[
https://issues.apache.org/jira/browse/KAFKA-4090?page=com.atlassian.jira.plugin.system.issuetabpanels:comment-tabpanel&focusedCommentId=15439247#comment-15439247
]
jaikiran pai commented on KAFKA-4090:
-------------------------------------
Mailing list discussion is here
https://www.mail-archive.com/[email protected]/msg55658.html
> JVM runs into OOM if (Java) client uses a SSL port without setting the
> security protocol
> ----------------------------------------------------------------------------------------
>
> Key: KAFKA-4090
> URL: https://issues.apache.org/jira/browse/KAFKA-4090
> Project: Kafka
> Issue Type: Bug
> Components: clients
> Affects Versions: 0.9.0.1, 0.10.0.1
> Reporter: jaikiran pai
>
> Quoting from the mail thread that was sent to Kafka mailing list:
> {quote}
> We have been using Kafka 0.9.0.1 (server and Java client libraries). So far
> we had been using it with plaintext transport but recently have been
> considering upgrading to using SSL. It mostly works except that a
> mis-configured producer (and even consumer) causes a hard to relate
> OutOfMemory exception and thus causing the JVM in which the client is
> running, to go into a bad state. We can consistently reproduce that OOM very
> easily. We decided to check if this is something that is fixed in 0.10.0.1 so
> upgraded one of our test systems to that version (both server and client
> libraries) but still see the same issue.
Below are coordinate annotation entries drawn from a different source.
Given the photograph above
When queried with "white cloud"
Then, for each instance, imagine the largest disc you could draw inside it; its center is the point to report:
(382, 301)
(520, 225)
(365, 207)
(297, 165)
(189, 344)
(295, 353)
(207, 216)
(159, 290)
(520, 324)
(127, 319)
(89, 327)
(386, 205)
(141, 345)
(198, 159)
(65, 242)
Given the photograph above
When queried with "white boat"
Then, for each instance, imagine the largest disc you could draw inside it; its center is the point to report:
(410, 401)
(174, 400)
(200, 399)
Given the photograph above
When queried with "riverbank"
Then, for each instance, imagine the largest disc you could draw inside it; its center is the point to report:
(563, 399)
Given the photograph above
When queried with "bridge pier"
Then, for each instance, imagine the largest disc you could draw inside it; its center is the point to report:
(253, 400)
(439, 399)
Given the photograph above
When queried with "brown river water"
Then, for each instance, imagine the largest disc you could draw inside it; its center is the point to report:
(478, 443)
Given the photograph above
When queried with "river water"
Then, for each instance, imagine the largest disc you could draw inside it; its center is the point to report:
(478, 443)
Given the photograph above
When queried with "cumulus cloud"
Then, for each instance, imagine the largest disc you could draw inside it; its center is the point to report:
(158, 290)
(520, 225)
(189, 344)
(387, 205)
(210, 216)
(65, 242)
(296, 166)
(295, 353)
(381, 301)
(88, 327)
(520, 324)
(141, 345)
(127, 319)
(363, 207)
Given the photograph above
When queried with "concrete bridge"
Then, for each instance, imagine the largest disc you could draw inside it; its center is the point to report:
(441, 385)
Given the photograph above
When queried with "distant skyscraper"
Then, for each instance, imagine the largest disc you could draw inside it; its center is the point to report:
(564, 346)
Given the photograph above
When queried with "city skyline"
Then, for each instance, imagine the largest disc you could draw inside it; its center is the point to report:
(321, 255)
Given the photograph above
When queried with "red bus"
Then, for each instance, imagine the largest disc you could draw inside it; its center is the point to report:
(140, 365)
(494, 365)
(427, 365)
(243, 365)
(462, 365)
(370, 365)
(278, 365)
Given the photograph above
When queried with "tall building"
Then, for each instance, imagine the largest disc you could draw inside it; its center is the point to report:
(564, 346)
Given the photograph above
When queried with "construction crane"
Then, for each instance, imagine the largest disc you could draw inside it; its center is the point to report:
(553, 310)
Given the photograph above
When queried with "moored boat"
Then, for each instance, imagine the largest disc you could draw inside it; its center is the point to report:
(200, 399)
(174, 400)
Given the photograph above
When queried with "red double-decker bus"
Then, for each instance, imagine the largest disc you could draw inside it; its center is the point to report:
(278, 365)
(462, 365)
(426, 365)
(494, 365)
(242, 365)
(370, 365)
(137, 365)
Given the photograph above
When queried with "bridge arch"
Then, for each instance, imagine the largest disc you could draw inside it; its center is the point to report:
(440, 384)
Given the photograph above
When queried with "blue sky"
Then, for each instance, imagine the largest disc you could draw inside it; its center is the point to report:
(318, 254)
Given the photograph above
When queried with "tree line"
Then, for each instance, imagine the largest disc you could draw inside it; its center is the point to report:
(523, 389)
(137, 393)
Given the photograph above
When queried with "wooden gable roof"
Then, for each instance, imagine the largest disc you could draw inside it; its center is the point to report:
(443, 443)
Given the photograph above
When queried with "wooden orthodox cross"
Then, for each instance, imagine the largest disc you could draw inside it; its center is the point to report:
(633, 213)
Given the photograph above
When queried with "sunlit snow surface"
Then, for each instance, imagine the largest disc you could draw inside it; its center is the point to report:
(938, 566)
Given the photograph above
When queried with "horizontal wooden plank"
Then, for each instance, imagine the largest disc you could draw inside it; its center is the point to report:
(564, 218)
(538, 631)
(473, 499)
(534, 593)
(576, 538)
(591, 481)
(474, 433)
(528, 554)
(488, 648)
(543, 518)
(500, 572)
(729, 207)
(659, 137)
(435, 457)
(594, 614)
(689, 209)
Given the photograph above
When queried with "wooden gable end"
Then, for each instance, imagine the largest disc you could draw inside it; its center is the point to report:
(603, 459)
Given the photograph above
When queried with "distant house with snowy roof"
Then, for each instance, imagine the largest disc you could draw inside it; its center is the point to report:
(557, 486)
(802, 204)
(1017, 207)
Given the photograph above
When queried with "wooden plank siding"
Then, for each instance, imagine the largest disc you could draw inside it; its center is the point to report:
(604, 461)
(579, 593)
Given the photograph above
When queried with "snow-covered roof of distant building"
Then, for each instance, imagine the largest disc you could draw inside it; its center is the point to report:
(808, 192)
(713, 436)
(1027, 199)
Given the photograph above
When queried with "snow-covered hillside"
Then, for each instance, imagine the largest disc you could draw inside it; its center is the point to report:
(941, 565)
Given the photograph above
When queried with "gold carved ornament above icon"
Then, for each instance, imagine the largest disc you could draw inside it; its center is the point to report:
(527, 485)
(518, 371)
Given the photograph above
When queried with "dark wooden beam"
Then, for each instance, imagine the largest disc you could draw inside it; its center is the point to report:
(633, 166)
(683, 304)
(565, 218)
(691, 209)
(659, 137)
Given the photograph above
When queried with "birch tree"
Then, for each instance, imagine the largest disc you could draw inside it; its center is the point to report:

Here's how it can be easily
> reproduced
> 1. Enable SSL listener on the broker via server.properties, as per the Kafka
> documentation
> {code}
> listeners=PLAINTEXT://:9092,SSL://:9093
> ssl.keystore.location=<location-of-keystore>
> ssl.keystore.password=pass
> ssl.key.password=pass
> ssl.truststore.location=<location-of-truststore>
> ssl.truststore.password=pass
> {code}
> 2. Start zookeeper and kafka server
> 3. Create a "oom-test" topic (which will be used for these tests):
> {code}
> kafka-topics.sh --zookeeper localhost:2181 --create --topic oom-test
> --partitions 1 --replication-factor 1
> {code}
> 4. Create a simple producer which sends a single message to the topic via
> Java (new producer) APIs:
> {code}
> public class OOMTest {
> public static void main(final String[] args) throws Exception {
> final Properties kafkaProducerConfigs = new Properties();
> // NOTE: Intentionally use a SSL port without specifying
> security.protocol as SSL
>
> kafkaProducerConfigs.setProperty(ProducerConfig.BOOTSTRAP_SERVERS_CONFIG,
> "localhost:9093");
>
> kafkaProducerConfigs.setProperty(ProducerConfig.KEY_SERIALIZER_CLASS_CONFIG,
> StringSerializer.class.getName());
>
> kafkaProducerConfigs.setProperty(ProducerConfig.VALUE_SERIALIZER_CLASS_CONFIG,
> StringSerializer.class.getName());
> try (KafkaProducer<String, String> producer = new
> KafkaProducer<>(kafkaProducerConfigs)) {
> System.out.println("Created Kafka producer");
> final String topicName = "oom-test";
> final String message = "Hello OOM!";
> // send a message to the topic
> final Future<RecordMetadata> recordMetadataFuture =
> producer.send(new ProducerRecord<>(topicName, message));
> final RecordMetadata sentRecordMetadata =
> recordMetadataFuture.get();
> System.out.println("Sent message '" + message + "' to topic '" +
> topicName + "'");
> }
> System.out.println("Tests complete");
> }
> }
> {code}
> Notice that the server URL is using a SSL endpoint localhost:9093 but isn't
> specifying any of the other necessary SSL configs like security.protocol.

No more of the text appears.